The Cambridge History of English and American Literature in 18 Volumes (1907–21).
Volume XIV. The Victorian Age, Part Two.

I. Philosophers

§ 3. Analysis of the Phenomena of the Human Mind

Mill’s chief philosophical work was, however, his Analysis of the Phenomena of the Human Mind (1829). In this he laid the foundation in psychology for the utilitarian superstructure. It is a compact statement of a theory of mind elaborated on the same method as that by which any department of nature might be studied.
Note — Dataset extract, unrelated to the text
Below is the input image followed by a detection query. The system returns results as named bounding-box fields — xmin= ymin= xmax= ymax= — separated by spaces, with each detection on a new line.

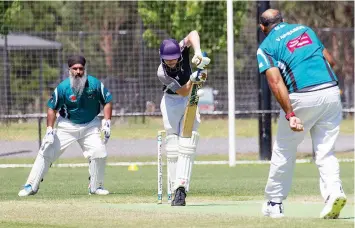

Mental phenomena are reduced to their simplest elements, and the association of these into groups and successions is investigated, all association being reduced by him to one law—that of contiguity. In general, Mill follows Hume and Hartley—but Hartley much more than Hume. He disregards, however, the physiological side of Hartley’s theory, so that his own doctrines are purely psychological. To the psychological school of a later date, whose leading representatives were John Stuart Mill and Alexander Bain, his chief positive contribution was the doctrine of inseparable association; in addition, he marked out afresh the lines to be followed by a theory which attempts to explain the facts of consciousness from the “association” of ultimate elements called “sensations”—assumed as themselves not in need of explanation.